The current method does not overcome the general weaknesses of many other meta-analyses, such as publication bias, mixed quality of the included studies, and their different strategies for selecting study subjects, obtaining exposure and outcome information, or controlling for potential confounders. Besides, the trials were not designed to study primarily the adverse events and drop-out rates, hence the results of the corresponding meta-analysis should be considered as hypothesis-generating. However, methods are now available to compare pairs of treatment, in absence of data from direct head-to-head comparisons [32]. While the work we presented was focusing on the comparison of two opioids, the same modeling framework could be used to expand this analysis to an entire network of treatments.

Conclusion

The meta-analysis suggests that the benefit–risk ratios of tramadol (300 mg qd)and tapentadol (100–250 mg bid) are similar or not markedly different, with a slightly larger efficacy for tramadol and a slightly better safety profile in favor of tapentadol. In spite of a clinical meaningful efficacy, information from large numbers of patients exposed to these opiate analgesics confirms that one in five patients will discontinue the treatment due to intolerable adverse events, most likely constipation or nausea. As with any meta-analysis, the conclusions must be treated with a degree of caution.

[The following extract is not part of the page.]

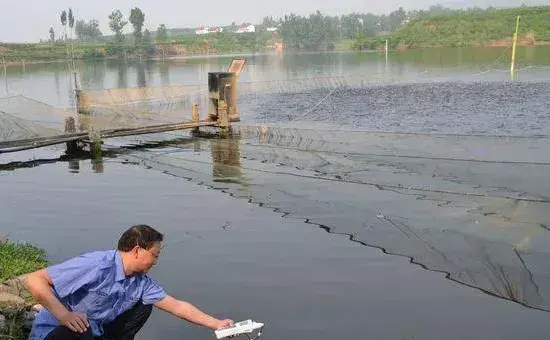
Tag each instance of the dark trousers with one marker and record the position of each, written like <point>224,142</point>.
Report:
<point>124,327</point>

The presented framework can easily be adapted and re-used to address questions related to the development and prescription of pain management drugs. As more competitor information becomes available, the literature database can be extended and the modeling framework can be updated to include most recent information. Such a longitudinal model-based meta-analysis can also represent a valuable tool for health authorities who want to evaluate new drug applications.